Banchorrie arrives one morning with a band of men to warn Gruadh and Macbeth that Scottish warships have been sighted off the Moray coast. Duncan has asked Thorfin for tribute for his province of Caithness (which he owns outright and owes no tribute on), and Thorfin refused. Now Duncan wants to arrange a new agreement, where Thorfin pays or else there will be war. Macbeth recognizes Duncan wants to take over as much of Scotland as possible, and likely set the tribute high to give himself an excuse to attack Thorfin. Although everyone agrees the cause is foolhardy, if Duncan weakens himself or his image, or dies, “it will only aid the cause” Macbeth, Gruadh, and others favor.

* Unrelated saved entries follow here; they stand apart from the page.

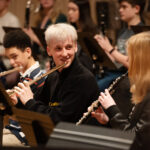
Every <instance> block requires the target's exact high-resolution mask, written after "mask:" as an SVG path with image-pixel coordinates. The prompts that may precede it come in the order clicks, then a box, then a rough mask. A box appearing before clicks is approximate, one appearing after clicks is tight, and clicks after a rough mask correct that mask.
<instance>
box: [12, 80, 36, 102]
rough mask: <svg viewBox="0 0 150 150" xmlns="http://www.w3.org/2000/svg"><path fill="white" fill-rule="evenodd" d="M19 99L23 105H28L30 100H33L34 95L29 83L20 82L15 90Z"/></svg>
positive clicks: (18, 83) (25, 81)
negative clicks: (31, 89)
mask: <svg viewBox="0 0 150 150" xmlns="http://www.w3.org/2000/svg"><path fill="white" fill-rule="evenodd" d="M14 89H15V93H16V94H17V97H19V98H20V100H21V102H22V104H24V105H25V104H26V103H27V102H28V101H29V100H30V99H33V93H32V91H31V88H30V85H29V82H27V81H24V82H23V83H21V82H19V83H18V86H17V87H15V88H14Z"/></svg>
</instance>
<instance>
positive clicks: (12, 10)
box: [10, 0, 150, 28]
mask: <svg viewBox="0 0 150 150" xmlns="http://www.w3.org/2000/svg"><path fill="white" fill-rule="evenodd" d="M89 1H90V4H91V9H92V18H93V20H94V22H95V23H97V19H96V11H95V8H96V2H97V1H102V2H109V8H110V9H109V16H110V17H109V18H110V20H109V21H110V22H111V25H112V28H118V22H117V21H115V20H114V18H115V16H116V15H117V8H116V7H117V0H89ZM26 2H27V0H11V3H10V11H12V12H13V13H14V14H15V15H16V16H18V18H19V20H20V22H21V25H22V26H23V25H24V22H25V19H24V18H25V7H26ZM67 2H68V0H58V3H59V6H60V7H61V8H62V10H63V12H64V13H66V12H67ZM146 2H147V4H146V6H147V7H148V3H149V0H146ZM37 4H38V0H32V5H31V10H32V14H31V20H30V22H31V23H32V20H33V19H34V18H33V17H32V15H33V12H34V10H35V8H36V6H37ZM149 18H150V12H146V13H145V19H146V23H147V24H150V21H149Z"/></svg>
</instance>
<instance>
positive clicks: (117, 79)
mask: <svg viewBox="0 0 150 150" xmlns="http://www.w3.org/2000/svg"><path fill="white" fill-rule="evenodd" d="M127 74H128V72H126V73H125V74H123V75H121V76H119V77H118V78H116V80H114V81H113V83H112V84H111V85H110V86H109V87H108V91H109V92H110V94H111V95H112V94H113V93H114V92H115V90H114V87H115V85H116V84H117V83H118V82H119V81H120V80H122V79H123V78H124V77H125V76H126V75H127ZM99 106H100V102H99V100H95V101H94V102H93V103H92V104H91V105H90V106H89V109H88V111H87V112H86V113H84V114H83V116H82V117H81V118H80V119H79V121H78V122H76V126H78V125H80V124H82V122H83V121H84V120H86V119H87V118H88V117H89V116H90V114H91V112H93V111H95V110H96V109H97V108H98V107H99Z"/></svg>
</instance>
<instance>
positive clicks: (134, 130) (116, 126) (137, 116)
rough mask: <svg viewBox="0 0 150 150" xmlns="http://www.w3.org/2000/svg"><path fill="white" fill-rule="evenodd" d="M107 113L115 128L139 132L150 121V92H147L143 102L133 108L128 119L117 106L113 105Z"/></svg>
mask: <svg viewBox="0 0 150 150" xmlns="http://www.w3.org/2000/svg"><path fill="white" fill-rule="evenodd" d="M106 113H107V114H108V116H109V117H110V124H111V126H112V127H113V128H117V129H121V130H131V131H135V132H137V131H139V130H140V129H141V128H142V127H143V126H144V125H145V124H147V123H148V122H150V92H148V93H147V95H146V96H145V97H144V99H143V101H142V102H141V103H139V104H137V105H135V106H134V107H133V108H132V111H131V113H130V114H129V117H128V119H126V117H124V115H123V114H122V113H120V112H119V109H118V108H117V106H111V107H110V108H108V109H107V110H106Z"/></svg>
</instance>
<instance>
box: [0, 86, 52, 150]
mask: <svg viewBox="0 0 150 150" xmlns="http://www.w3.org/2000/svg"><path fill="white" fill-rule="evenodd" d="M5 114H8V115H12V114H14V115H15V116H16V118H17V120H18V121H19V123H20V125H21V127H22V131H23V132H24V133H25V136H26V139H27V141H28V144H29V145H30V146H39V145H45V144H46V142H47V140H48V139H49V135H50V133H51V132H52V130H53V128H54V124H53V122H52V120H51V118H50V117H49V116H48V115H45V114H41V113H37V112H32V111H29V110H24V109H19V108H16V107H15V106H13V104H12V103H11V100H10V98H9V96H8V94H7V93H6V91H5V89H4V87H3V85H2V83H0V147H1V145H2V135H3V116H4V115H5Z"/></svg>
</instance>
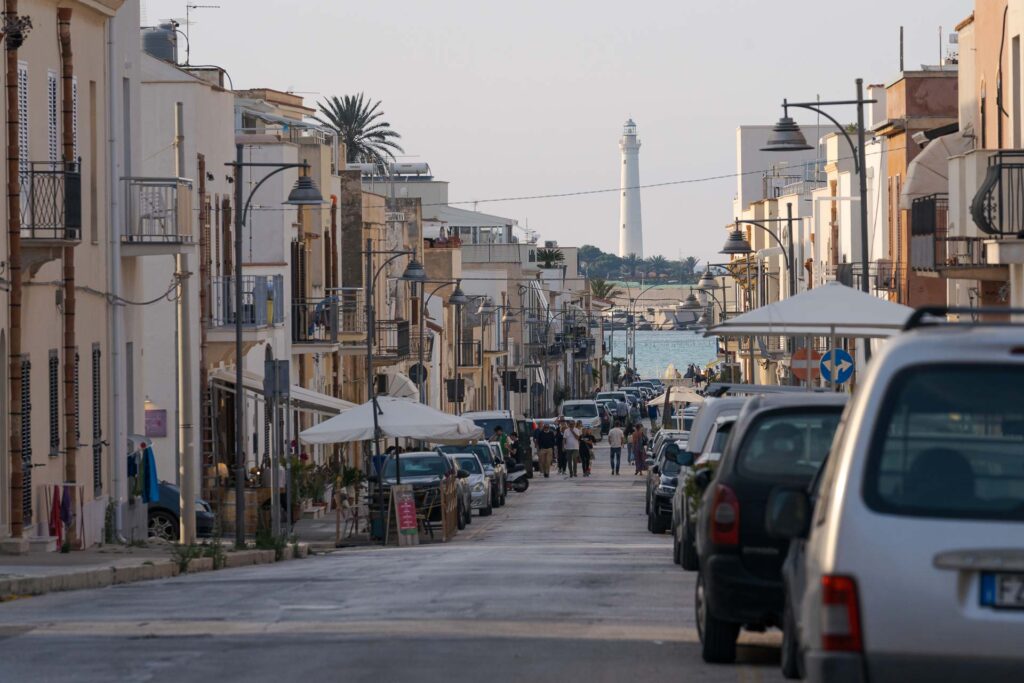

Duncan is motivated by a desire to claim land for his country. Although most characters are driven to make their families proud, the weight of Duncan’s family’s legacy, in addition to his general unfitness to be king, means that his attempts to leave a mark on Scotland is likely to end in disaster. Still, even as his enemies and allies see this they, like Macbeth, reason it is better to let him dig his own grave, which will only strengthen Macbeth’s eventual claim to the throne.
A few days later, Gruadh rediscovers the jet-and-bronze brooch from her childhood. She knows even if “war came to our shores,” she “would stand strong” and protect her family. Thorfin sinks five of Duncan’s ship and Duncan retreats with the rest. Macbeth and Banchorrie gather troops in anticipation of a clash with Orkney on land, and Macbeth orders Gruadh to prepare to leave at a moment’s notice.
Gruadh’s brooch, which she used to stab one of her kidnappers as a child, is a symbol of her fighting spirit; as such, it lends her strength in tumultuous times. She is nervous to see Macbeth go to war, and nervous to that there are naval battles so close to her home, but she knows she must stay strong for her family, her husband, and the people of Moray.
Gruadh visits Finn in the blacksmith. She asks him to make her a helmet and hauberk. He points out Bodhe already gave her armor, but she notes that it was ceremonial, and she wants battle gear. He resists, but she is persistent. She knows she will never be a soldier, but there is a Celtic history of women warriors, and marching by Macbeth’s side makes both of them seem strong, “for Moray, for Lulach. And Scotland.” Finn eventually agrees.
Gruadh spends much of her life convincing men to let her learn to fight. Once again, she must convince a man to help her continue in the tradition of Celtic women warriors. Finn, her childhood friend who sparred with her as a child, is eventually convinced, having seen Gruadh’s stubbornness before first-hand, and heard the same stories of women warriors. Here again Gruadh ties her own fate to that of her country.
Macbeth is gone for months, but eventually, that spring, a messenger arrives. The messenger removes his helmet and reveals he is Ketill Brusisson. He reports that Macbeth, Duncan, and Thorfin met to negotiate. Macbeth encouraged Duncan to back down, but he would not, and now Thorfin has returned to Orkney to gather more troops. However, Thorfin, not Macbeth has sent word to Gruadh. In thanks, she tells Ketill to tell Thorfin she hopes for peace between Moray and Orkney.
Many years after her kidnapping, Gruadh has begun to forgive Thorfin. She liked Ketill all along, but now, given time, and having practiced forgiveness and patience as she plotted revenge for her father’s death, she sees this as not a hill to die on, and instead as a useful alliance to foster in the future, especially when Macbeth makes a bid for king.
Macbeth returns to Elgin and tells Gruadh to gather her household and move somewhere safer. He tells her Thorfin wants to join together with Moray to defeat Duncan. Macbeth considered but refused. Now, he still supports Duncan, and will fight Thorfin’s troops if they ever attempt to march across Moray. Over the summer Duncan continues to fight with Thorfin, and Thorfin continues to sink his ships. Thorfin then sails his troops to Caithness, and begins to march them southwards, kicking off months of war.
Although Macbeth desperately wants to be king, and could likely win with Thorfin’s help, he wants to go about enacting his revenge and plot in a way that seems nobler. He and Thorfin have no hard feelings, each understanding their battle is not personal.